Unsolved-crime Web site profiles nine cases in Miss.


Unsolved-crime Web site profiles nine cases in Miss.

Advocate, The (Baton Rouge, LA) - July 19, 2005
Author: AP

Nine Mississippi victims are among those profiled on an international Web site that aims to produce clues in unsolved crime cases.

The Doe Network , a Web site that profiles 840 people, allows volunteers to help law enforcement identify the nameless victims.

The network's 400-plus volunteers include forensic artists who draw sketches of the victims or use forensic reconstruction to show what a victim probably looked like.

"We want these people to have their names back and their families to know what happened to them," said Ellen Leach of Gulfport, state director of The Doe Network .

Leach spends a couple of hours a day searching the Internet and making phone calls to help solve the mysteries.

The Doe Network has solved 22 cases and helped solve at least eight others since 1999. Leach said she solved one of the cases and assisted in another confirmed by DNA evidence.

"It's a good feeling to know you've helped families get the answers they need," Leach said.

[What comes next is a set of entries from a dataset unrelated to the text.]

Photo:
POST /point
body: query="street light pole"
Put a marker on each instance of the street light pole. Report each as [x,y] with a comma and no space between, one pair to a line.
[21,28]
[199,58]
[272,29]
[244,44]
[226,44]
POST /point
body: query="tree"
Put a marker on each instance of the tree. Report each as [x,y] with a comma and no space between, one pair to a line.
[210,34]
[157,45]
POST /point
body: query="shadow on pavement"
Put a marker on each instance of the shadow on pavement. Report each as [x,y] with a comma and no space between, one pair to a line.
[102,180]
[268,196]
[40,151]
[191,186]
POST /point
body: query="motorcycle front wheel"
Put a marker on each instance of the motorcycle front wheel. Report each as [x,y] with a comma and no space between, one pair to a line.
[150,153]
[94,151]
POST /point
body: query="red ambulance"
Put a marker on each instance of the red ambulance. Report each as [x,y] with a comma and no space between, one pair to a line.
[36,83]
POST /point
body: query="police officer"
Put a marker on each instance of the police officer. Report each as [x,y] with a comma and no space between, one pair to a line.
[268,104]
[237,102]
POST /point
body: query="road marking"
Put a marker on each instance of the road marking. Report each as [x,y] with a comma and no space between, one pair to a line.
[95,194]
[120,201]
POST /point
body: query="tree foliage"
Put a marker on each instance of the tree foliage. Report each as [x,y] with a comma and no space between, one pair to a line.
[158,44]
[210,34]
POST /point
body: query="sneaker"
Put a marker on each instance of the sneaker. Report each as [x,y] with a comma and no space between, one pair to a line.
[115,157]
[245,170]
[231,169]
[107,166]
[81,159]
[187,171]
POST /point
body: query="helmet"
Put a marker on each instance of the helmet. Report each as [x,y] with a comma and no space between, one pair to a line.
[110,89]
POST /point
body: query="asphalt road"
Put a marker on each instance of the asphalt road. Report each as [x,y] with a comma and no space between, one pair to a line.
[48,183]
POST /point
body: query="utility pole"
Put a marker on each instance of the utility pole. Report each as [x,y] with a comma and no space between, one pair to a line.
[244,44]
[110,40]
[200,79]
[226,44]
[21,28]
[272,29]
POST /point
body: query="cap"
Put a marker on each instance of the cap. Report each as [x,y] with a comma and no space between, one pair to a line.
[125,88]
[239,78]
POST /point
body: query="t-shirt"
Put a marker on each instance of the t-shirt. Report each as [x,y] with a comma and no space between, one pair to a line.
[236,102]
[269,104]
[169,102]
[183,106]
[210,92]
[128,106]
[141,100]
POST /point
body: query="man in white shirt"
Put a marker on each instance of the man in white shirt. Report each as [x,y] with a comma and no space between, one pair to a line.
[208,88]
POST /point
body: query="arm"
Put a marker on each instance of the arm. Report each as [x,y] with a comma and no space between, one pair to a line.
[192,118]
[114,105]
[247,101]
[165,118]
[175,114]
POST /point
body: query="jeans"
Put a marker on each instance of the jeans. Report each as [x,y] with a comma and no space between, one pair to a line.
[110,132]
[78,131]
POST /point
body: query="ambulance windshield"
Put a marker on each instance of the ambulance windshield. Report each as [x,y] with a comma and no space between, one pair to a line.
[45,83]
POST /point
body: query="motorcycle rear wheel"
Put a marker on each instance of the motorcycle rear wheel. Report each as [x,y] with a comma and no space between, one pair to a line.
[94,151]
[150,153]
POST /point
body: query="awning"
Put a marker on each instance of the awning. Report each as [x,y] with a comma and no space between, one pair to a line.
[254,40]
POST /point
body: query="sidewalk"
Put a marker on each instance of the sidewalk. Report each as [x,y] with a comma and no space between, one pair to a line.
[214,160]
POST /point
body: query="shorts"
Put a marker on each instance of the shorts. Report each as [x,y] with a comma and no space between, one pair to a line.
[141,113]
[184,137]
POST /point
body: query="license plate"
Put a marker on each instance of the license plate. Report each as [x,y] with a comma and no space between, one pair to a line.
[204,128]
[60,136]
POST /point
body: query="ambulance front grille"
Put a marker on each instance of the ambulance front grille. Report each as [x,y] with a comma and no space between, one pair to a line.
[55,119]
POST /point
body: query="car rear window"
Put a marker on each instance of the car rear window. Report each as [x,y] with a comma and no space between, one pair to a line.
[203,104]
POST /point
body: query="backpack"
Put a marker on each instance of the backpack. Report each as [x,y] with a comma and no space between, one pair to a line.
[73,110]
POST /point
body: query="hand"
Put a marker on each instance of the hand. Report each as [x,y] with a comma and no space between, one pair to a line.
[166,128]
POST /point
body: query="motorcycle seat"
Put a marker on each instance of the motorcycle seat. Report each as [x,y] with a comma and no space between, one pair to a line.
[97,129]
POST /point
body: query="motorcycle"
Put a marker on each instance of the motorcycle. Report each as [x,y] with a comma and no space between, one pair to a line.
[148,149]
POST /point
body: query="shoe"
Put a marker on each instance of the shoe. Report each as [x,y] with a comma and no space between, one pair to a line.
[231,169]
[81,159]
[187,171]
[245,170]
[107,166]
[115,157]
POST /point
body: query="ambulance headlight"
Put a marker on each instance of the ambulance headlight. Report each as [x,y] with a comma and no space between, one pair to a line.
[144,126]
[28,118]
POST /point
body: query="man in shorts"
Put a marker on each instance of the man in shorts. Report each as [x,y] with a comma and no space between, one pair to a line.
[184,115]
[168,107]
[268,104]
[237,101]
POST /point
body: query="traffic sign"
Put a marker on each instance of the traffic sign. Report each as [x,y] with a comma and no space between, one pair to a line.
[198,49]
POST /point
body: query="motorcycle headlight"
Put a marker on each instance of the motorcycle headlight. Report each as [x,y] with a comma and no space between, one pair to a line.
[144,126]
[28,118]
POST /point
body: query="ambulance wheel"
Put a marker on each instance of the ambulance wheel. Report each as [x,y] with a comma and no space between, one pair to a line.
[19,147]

Investigators such as Jackson County Sheriff's Sgt. Ken McClenic say they reach out to every available resource to help identify victims.

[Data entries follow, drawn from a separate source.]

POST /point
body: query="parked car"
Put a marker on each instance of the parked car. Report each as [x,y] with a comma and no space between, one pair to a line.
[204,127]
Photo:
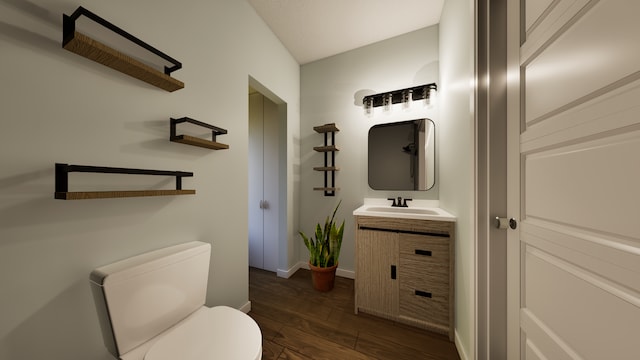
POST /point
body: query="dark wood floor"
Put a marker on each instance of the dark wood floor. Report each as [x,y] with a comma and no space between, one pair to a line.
[300,323]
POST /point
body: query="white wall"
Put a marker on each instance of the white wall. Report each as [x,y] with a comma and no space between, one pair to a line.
[457,157]
[59,107]
[331,91]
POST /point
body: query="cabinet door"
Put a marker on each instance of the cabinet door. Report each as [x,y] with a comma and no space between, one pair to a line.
[376,290]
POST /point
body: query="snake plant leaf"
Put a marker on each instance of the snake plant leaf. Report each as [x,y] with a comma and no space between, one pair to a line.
[324,250]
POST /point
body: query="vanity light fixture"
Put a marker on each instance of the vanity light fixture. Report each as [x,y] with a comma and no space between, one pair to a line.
[404,96]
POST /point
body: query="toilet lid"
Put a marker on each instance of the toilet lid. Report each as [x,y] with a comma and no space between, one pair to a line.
[220,332]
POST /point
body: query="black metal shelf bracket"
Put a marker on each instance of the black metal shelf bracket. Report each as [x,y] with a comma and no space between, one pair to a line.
[214,129]
[69,27]
[332,164]
[63,170]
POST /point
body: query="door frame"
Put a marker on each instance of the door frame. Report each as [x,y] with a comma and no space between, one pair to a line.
[283,196]
[491,178]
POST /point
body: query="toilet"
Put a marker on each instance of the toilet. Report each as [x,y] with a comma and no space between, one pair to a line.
[151,307]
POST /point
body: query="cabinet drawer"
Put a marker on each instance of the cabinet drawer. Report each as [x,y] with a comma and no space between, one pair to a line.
[429,248]
[417,273]
[425,304]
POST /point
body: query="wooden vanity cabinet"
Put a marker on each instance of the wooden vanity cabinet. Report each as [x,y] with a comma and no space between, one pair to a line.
[405,271]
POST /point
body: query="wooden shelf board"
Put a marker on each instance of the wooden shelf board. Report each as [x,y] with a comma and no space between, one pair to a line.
[327,168]
[326,148]
[326,128]
[100,53]
[191,140]
[82,195]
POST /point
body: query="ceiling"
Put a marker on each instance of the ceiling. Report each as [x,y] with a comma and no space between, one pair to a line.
[316,29]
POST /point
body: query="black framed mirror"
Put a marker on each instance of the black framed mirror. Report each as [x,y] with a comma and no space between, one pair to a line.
[402,155]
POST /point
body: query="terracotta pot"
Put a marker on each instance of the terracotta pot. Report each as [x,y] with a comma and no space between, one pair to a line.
[323,278]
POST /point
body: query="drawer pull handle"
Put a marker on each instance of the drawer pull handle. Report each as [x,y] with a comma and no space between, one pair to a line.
[423,293]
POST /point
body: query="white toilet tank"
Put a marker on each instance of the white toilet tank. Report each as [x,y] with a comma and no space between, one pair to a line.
[149,293]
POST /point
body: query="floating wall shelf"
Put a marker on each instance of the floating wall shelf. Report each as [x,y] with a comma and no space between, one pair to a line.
[62,183]
[83,45]
[329,150]
[191,140]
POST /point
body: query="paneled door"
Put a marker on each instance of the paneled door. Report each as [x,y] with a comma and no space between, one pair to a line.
[263,182]
[574,179]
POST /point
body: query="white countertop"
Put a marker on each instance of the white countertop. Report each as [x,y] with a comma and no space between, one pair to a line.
[417,209]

One of McClenic's investigations, a capital murder case from 2001, is listed on The Doe Network . The male victim's body was found wrapped in carpet on Old Stage Road. The suspect, Steven Leon Andrews, remains in custody without bond, awaiting prosecution.

"I've been doing this about 20 years and this is the first time I've put somebody behind bars in a murder case involving a victim without a name," McClenic said. "It's aggravating. It's frustrating."

The man's fingerprints have not been found in national fingerprint databases. But one of his tattoos, a peacock or a phoenix, is a symbol commonly associated with Columbian cocaine traffickers, McClenic said.